|Title||Enzyme-catalyzed modification of poly(ethersulfone) membranes|
|Source||Wageningen University. Promotor(en): Remko Boom; Han Zuilhof, co-promotor(en): Karin Schroen; Maurice Franssen. - S.l. : s.n. - ISBN 9789461731456 - 172|
Food Process Engineering
|Publication type||Dissertation, internally prepared|
|Keyword(s)||membranen - oppervlakteverandering - laccase - enzymen - kunststoffen - membranes - surface modification - laccase - enzymes - plastics|
The robustness of a membrane is determined by the properties of the base polymer and the functionality of its surface. One of the most popular polymers used for membrane preparation is polyethersulfone (PES), which has excellent thermo-physical properties, but the surface properties are in need of improvement to reduce membrane fouling by adsorption of e.g. protein and live cells, which cause sever flux decline during filtration. Therefore, it is not strange that a wide range of modification methods has been published to reduce surface hydrophobicity of PES membranes. However, the methods that are currently suggested are all rather offer random control over the resulting surface structure and may be environmentally adverse
This study presents enzyme-initiated grafting of PES membranes as the first successful example of an environmentally friendly modification of PES membranes. Various phenolic acids, such as 4-hydroxybenzoic acid and gallic acid (3,4,5-trihydroxybenzoic acid), were coupled to the membrane in aqueous medium at room temperature using laccase from Trametes versicolor as catalyst. This enzyme is able to oxidize phenolic compounds to their corresponding free radicals that are subsequently grafted onto PES membranes, introducing polar groups (OH, COOH) on the membrane surface by formation of a covalent C-O linkage as was proven by spin density calculations and IRRAS.

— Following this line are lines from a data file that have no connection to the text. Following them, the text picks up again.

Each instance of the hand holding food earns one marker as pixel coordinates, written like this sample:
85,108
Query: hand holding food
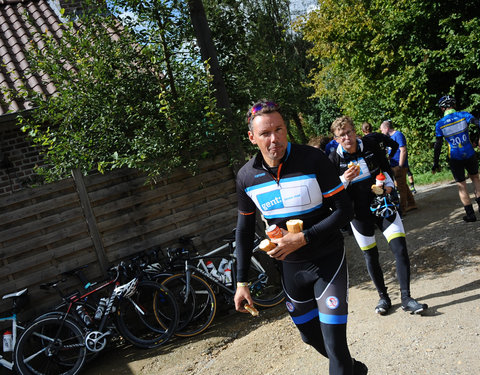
295,226
377,189
267,245
357,167
252,310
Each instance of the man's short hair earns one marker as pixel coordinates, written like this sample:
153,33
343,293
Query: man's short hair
388,124
259,108
341,123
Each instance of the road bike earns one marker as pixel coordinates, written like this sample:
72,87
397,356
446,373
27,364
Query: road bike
19,300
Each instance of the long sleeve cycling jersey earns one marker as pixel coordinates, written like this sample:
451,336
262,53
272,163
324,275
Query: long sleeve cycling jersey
305,186
372,161
454,128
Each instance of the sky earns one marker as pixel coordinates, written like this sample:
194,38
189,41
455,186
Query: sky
302,6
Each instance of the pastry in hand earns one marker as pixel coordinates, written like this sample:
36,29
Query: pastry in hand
267,245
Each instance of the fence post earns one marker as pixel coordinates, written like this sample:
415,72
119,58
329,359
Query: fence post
90,218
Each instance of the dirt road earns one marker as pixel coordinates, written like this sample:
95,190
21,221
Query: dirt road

We succeed in altering the surface properties of PES membranes using laccase-catalyzed modification method. It was found that the surface structure or shape that can be tuned through both the modification conditions and the modifier structure, has a significant role in prevention of adsorption rather than surface hydrophilicity as is often assumed. Membrane flux is hardly influenced (10% reduction), and foulant (e.g., bovine serum albumin, dextrin, tannin, and pathogenic bacterium Listeriamonocytogenes) repellence is greatly increased.
In conclusion, the enzyme-catalyzed modification method shows a remarkable flexibility, and allows careful tuning of the membrane properties in such a way that membrane fouling can be suppressed. Besides, the modification method does not influence the bulk properties of the membrane adversely, the modification layer is resistant to a wide range of pH, and the costs of this modification on industrial scale are reasonable, which makes this modification method an interesting eco-friendly alternative to currently used methods.